2. Die Beschwerde des Antragstellers gegen den Beschluss des Sozialgerichts Berlin vom 31. August 2005 ist gemäß §§ 172 Abs. 1 und 173 SGG zulässig. Sie hatte ferner in dem aus dem Tenor ersichtlichen Umfang auch Erfolg. Auf den - bei verständiger Würdigung dahin auszulegenden – Antrag des Antragstellers, ihm ab August 2005 das ihm bewilligte Arbeitslosengeld II auch auszuzahlen, war die Antragsgegnerin entsprechend vorläufig zu verurteilen.

Nach § 86b Abs. 2 SGG sind einstweilige Anordnungen zur Regelung eines vorläufigen Zustandes in Bezug auf ein streitiges Rechtsverhältnis zulässig, wenn eine solche Regelung zur Abwendung wesentlicher Nachteile nötig erscheint. Dies ist hier der Fall.

Der Antragsteller, der die Auszahlung ihm bewilligter Leistungen zur Sicherung des Existenzminimums begehrt, hat ein Bedürfnis an einer Entscheidung im einstweiligen Rechtsschutzverfahren glaubhaft gemacht. Zwar würde die begehrte Auszahlung des Arbeitslosengeldes II nachträglich erfolgen, wenn sich im Hauptsacheverfahren herausstellen sollte, dass der Antragsteller die ihm zustehenden Leistungen tatsächlich nicht erhalten hat. Bezogen auf den Zeitraum ab Antragstellung bei Gericht ist jedoch – trotz der zwischenzeitlich erfolgten Vorschusszahlungen auf die Monate Oktober und November 2005 - das Existenzminimum nicht gedeckt. Denn in diesem bald vier Monate umfassenden Zeitraum ist ihm das Arbeitslosengeld nur in Höhe von insgesamt 630,00 EUR sicher zugeflossen und damit in einer Höhe, die das Existenzminimum nicht befriedigt, was – nach dem insoweit glaubhaften - Vortrag des Antragstellers zum Eingehen von Schulden geführt hat. Diese möglicherweise längere Zeit fortdauernde, erhebliche Beeinträchtigung kann nachträglich nicht mehr ausgeglichen werden. Der elementare Lebensbedarf eines Menschen kann grundsätzlich nur in dem Augenblick befriedigt werden, in dem er entsteht ("Gegenwärtigkeitsprinzip").

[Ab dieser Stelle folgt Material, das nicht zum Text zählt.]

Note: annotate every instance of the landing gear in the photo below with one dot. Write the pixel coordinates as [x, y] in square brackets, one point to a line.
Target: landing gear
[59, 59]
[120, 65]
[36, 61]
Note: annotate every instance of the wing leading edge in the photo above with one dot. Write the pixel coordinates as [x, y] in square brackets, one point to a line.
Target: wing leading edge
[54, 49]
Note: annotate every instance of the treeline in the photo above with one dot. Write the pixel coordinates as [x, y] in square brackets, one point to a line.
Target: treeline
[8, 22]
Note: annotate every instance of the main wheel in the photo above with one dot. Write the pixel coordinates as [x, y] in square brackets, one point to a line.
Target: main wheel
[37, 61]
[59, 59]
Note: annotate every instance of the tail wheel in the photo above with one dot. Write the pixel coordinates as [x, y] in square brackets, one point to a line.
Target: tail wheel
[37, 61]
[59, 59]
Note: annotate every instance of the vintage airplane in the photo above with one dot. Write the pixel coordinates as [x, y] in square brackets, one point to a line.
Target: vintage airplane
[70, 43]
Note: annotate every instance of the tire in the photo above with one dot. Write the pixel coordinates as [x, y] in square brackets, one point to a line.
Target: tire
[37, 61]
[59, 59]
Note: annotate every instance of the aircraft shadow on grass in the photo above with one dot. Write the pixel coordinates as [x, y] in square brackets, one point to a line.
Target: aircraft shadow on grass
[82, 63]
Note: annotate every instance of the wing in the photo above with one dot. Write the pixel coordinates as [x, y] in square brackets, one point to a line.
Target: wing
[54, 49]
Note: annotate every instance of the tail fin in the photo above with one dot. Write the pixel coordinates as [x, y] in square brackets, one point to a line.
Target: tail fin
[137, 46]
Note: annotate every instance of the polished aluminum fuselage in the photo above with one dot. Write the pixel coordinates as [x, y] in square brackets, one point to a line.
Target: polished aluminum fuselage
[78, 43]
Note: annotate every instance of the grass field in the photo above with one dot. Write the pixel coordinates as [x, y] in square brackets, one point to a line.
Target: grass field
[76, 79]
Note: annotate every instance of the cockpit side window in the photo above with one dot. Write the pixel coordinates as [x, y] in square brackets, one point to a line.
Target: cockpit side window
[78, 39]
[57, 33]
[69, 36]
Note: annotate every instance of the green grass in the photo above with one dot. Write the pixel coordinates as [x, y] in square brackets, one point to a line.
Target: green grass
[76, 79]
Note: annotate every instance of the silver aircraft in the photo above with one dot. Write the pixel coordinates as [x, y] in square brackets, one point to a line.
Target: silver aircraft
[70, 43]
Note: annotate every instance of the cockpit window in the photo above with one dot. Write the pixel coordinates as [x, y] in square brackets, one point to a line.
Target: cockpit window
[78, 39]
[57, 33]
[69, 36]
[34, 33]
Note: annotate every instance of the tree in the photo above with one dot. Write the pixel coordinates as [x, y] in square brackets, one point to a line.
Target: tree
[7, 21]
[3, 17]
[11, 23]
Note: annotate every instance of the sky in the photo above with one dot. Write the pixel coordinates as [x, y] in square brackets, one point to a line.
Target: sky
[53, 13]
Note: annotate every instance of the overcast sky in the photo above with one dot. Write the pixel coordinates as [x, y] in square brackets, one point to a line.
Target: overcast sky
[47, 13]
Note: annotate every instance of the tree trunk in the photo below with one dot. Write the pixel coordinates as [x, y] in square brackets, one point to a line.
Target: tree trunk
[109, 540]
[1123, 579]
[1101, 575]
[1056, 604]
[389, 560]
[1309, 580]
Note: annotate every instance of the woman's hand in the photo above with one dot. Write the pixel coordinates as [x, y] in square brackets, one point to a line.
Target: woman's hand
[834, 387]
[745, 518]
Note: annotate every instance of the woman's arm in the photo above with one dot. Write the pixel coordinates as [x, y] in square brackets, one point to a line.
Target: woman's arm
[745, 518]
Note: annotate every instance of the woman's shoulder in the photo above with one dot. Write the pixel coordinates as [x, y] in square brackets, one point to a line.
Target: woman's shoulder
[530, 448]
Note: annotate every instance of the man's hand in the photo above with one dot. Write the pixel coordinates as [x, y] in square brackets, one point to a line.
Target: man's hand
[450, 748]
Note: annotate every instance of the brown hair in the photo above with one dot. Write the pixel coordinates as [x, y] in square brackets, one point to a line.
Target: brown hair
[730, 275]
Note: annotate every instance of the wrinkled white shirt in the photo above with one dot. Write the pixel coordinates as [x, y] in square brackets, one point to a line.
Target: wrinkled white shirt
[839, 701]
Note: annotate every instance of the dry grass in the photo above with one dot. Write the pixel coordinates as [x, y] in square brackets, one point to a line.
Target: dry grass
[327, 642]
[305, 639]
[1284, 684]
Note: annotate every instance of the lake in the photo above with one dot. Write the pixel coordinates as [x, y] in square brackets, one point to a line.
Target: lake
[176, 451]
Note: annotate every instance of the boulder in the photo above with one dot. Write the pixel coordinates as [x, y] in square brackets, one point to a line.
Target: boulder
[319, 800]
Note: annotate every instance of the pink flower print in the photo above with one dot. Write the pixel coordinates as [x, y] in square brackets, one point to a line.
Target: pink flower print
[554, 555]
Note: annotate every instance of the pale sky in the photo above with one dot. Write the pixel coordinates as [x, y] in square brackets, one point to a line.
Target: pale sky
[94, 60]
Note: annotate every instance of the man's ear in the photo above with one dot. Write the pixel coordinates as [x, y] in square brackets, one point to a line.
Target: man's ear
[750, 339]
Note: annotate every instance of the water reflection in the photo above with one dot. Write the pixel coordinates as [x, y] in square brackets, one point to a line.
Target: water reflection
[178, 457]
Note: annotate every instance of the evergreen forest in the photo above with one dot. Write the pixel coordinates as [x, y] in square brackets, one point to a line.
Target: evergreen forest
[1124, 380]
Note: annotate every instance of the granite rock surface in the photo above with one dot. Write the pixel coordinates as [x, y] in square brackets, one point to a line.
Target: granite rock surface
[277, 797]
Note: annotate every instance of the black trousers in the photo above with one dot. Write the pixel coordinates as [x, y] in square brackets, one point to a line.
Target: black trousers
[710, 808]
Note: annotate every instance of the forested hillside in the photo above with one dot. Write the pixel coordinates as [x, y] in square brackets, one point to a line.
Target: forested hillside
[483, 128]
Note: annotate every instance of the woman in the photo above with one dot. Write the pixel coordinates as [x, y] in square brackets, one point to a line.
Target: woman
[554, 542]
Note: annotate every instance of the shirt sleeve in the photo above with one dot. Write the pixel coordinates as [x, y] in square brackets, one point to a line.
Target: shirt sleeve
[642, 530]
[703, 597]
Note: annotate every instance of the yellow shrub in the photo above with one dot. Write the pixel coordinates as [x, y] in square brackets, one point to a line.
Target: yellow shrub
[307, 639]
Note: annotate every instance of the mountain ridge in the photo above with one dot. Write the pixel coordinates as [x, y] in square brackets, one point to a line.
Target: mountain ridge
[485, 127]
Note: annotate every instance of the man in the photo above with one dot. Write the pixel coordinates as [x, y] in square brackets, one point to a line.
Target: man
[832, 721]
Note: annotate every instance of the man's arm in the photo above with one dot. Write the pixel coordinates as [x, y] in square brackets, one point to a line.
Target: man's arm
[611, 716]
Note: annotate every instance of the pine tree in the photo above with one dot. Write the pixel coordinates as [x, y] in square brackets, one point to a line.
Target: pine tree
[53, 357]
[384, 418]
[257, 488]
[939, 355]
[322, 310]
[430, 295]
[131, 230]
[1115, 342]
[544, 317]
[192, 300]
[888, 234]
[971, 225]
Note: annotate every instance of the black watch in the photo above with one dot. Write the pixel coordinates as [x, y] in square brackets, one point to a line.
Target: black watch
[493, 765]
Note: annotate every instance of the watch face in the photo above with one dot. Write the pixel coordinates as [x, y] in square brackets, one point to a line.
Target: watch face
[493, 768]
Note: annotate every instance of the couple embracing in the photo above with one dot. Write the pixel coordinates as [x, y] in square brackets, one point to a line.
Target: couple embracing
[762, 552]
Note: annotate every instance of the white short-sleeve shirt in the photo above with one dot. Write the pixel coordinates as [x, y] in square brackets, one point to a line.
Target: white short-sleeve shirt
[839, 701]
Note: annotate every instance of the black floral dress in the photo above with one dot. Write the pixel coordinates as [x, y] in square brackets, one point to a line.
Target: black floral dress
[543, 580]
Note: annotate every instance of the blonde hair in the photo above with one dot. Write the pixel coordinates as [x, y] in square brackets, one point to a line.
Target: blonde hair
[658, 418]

Ob die Antragsgegnerin den Zahlungsanspruch des Antragstellers durch die Übersendung von Schecks im fraglichen Zeitraum erfüllt hat, oder ob sie im Hauptsacheverfahren zur Zahlung an ihn verurteilt werden wird, vermag der Senat im einstweiligen Rechtsschutzverfahren nicht abschließend zu beurteilen. Soweit ersichtlich ist bisher weder der Verbleib der Schecks geklärt noch ausermittelt, ob auf die Schecks Auszahlungen erfolgten. Jedenfalls aber kann nach Aktenlage nicht davon ausgegangen werden, dass der Antragsteller die ihm zustehenden Schecks erhalten hat. Denn die Antragsgegnerin hat die Schecks für die Monate August und September 2005 an eine Anschrift geschickt, die nicht der damals aktuellen Adresse des Antragstellers entsprach, was ihr nach Aktenlage hätte bekannt sein müssen. Unverständlich ist jedenfalls, warum noch der Scheck für den Monat September 2005 an die Anschrift T Straße übersandt wurde, nachdem die Antragsgegnerin im hiesigen Verfahren am Vormittag des 05. August 2005 per Telefax über den Antrag des Antragstellers, ihm den Scheck an seine damals aktuelle Postanschrift G Straße in B zu senden, informiert worden war. Auch wenn den Antragssteller durchaus ein Mitverschulden an den Zahlungsschwierigkeiten trifft, da er bislang offenbar noch immer kein Guthabenkonto eingerichtet hat, so fällt zugleich aber auch auf, dass die Antragsgegnerin, auf deren Veranlassung einige der Wohnungswechsel des Antragstellers in den vergangenen Monaten erfolgten, immer wieder versucht, dem Antragsteller Post unter teilweise lange nicht mehr aktuellen Adressen zukommen zu lassen.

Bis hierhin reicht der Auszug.